Step 1: Create cluster

mise run helm:k3s:create

Step 2: Enable TLS

Create deploy/helm/openshell/ci/values-reload-test.yaml:

server:
  disableTls: false

Add to deploy/helm/openshell/skaffold.yaml after - ci/values-skaffold.yaml:

          - ci/values-reload-test.yaml

Step 3: Deploy

mise run helm:skaffold:run

Output:

Build [openshell/gateway] succeeded
Build [openshell/supervisor] succeeded
Images loaded in 9.79 seconds
NAME: openshell
LAST DEPLOYED: Fri Jun 12 14:32:48 2026
NAMESPACE: openshell
STATUS: deployed
REVISION: 1
Deployments stabilized in 15.093 seconds

Step 4: Verify file watcher started

KUBECONFIG=kubeconfig kubectl -n openshell logs openshell-0 | grep -i watcher

Output:

INFO openshell_server::tls: TLS certificate file watcher started dirs=["/etc/openshell-tls/server", "/etc/openshell-tls/client-ca"]

Step 5: Capture initial cert fingerprint

KUBECONFIG=kubeconfig kubectl -n openshell port-forward pod/openshell-0 18443:8080 &>/dev/null &
sleep 3
echo "" | openssl s_client -connect 127.0.0.1:18443 -servername openshell 2>/dev/null \
  | openssl x509 -fingerprint -sha256 -noout
kill %1 2>/dev/null

Output:

sha256 Fingerprint=AC:47:<...>:FB:2C

Step 6: Overwrite TLS secret (simulate cert-manager renewal)

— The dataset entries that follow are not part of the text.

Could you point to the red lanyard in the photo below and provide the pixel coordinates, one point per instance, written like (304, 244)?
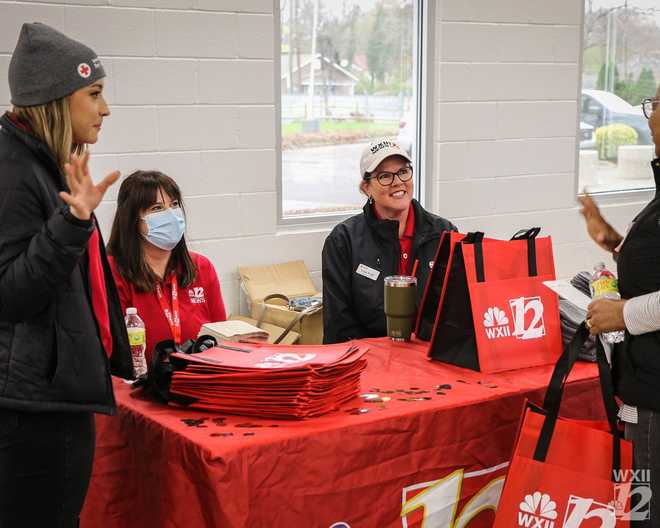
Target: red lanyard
(172, 315)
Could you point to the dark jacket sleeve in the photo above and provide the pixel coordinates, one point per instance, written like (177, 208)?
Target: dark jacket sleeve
(339, 320)
(37, 253)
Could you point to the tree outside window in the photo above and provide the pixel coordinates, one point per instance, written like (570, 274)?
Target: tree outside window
(347, 76)
(621, 66)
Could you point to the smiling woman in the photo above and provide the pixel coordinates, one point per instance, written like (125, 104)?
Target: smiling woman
(391, 234)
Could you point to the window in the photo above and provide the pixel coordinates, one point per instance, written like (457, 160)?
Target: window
(348, 75)
(620, 67)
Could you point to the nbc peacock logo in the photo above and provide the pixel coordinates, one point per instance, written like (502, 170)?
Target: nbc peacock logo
(496, 323)
(537, 510)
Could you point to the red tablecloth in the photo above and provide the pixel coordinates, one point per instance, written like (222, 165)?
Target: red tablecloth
(401, 464)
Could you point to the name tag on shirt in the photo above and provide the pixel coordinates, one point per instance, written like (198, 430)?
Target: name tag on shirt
(368, 272)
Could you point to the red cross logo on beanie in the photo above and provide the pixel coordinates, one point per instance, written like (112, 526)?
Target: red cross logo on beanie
(84, 70)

openssl req -x509 -newkey rsa:2048 -keyout /tmp/new-tls.key -out /tmp/new-tls.crt \
  -days 1 -nodes -subj "/CN=openshell"

KUBECONFIG=kubeconfig kubectl -n openshell create secret tls openshell-server-tls \
  --cert=/tmp/new-tls.crt --key=/tmp/new-tls.key \
  --dry-run=client -o yaml | KUBECONFIG=kubeconfig kubectl apply -f -

Output:

secret/openshell-server-tls configured

Step 7: Verify new cert is served — no pod restart

Wait for kubelet sync + watcher detection:

sleep 60
7a. Pod restarts
KUBECONFIG=kubeconfig kubectl -n openshell get pods

Output:

NAME          READY   STATUS    RESTARTS   AGE
openshell-0   1/1     Running   0          10m
7b. Current cert from gateway
KUBECONFIG=kubeconfig kubectl -n openshell port-forward pod/openshell-0 28443:8080 &>/dev/null &
sleep 3
echo "" | openssl s_client -connect 127.0.0.1:28443 -servername openshell 2>/dev/null \
  | openssl x509 -fingerprint -sha256 -noout
kill %1 2>/dev/null

Output:

sha256 Fingerprint=4F:01:<...>:FF
7c. Cert stored in Secret (should match gateway)
KUBECONFIG=kubeconfig kubectl -n openshell get secret openshell-server-tls \
  -o jsonpath='{.data.tls\.crt}' | base64 -d | openssl x509 -fingerprint -sha256 -noout

Output:

sha256 Fingerprint=4F:01:<...>:FF
7d. Reload logs
KUBECONFIG=kubeconfig kubectl -n openshell logs openshell-0 | grep -i "watcher\|reload\|TLS cert"

Output:

INFO openshell_server::tls: TLS certificate file watcher started dirs=["/etc/openshell-tls/server", "/etc/openshell-tls/client-ca"]
INFO ocsf: sandbox_id="" CONFIG:RELOADED [INFO] TLS certificate config reloaded successfully

Results

Checkpoint Fingerprint Source
Before renewal AC:47:<...>:2C PKI init job
After renewal 4F:01:<...>:FF Our replacement
Secret matches gateway? ✅ Yes
Pod restarts 0
File watcher active? ✅ watching /etc/openshell-tls/server, /etc/openshell-tls/client-ca
OCSF reload event? CONFIG:RELOADED [INFO]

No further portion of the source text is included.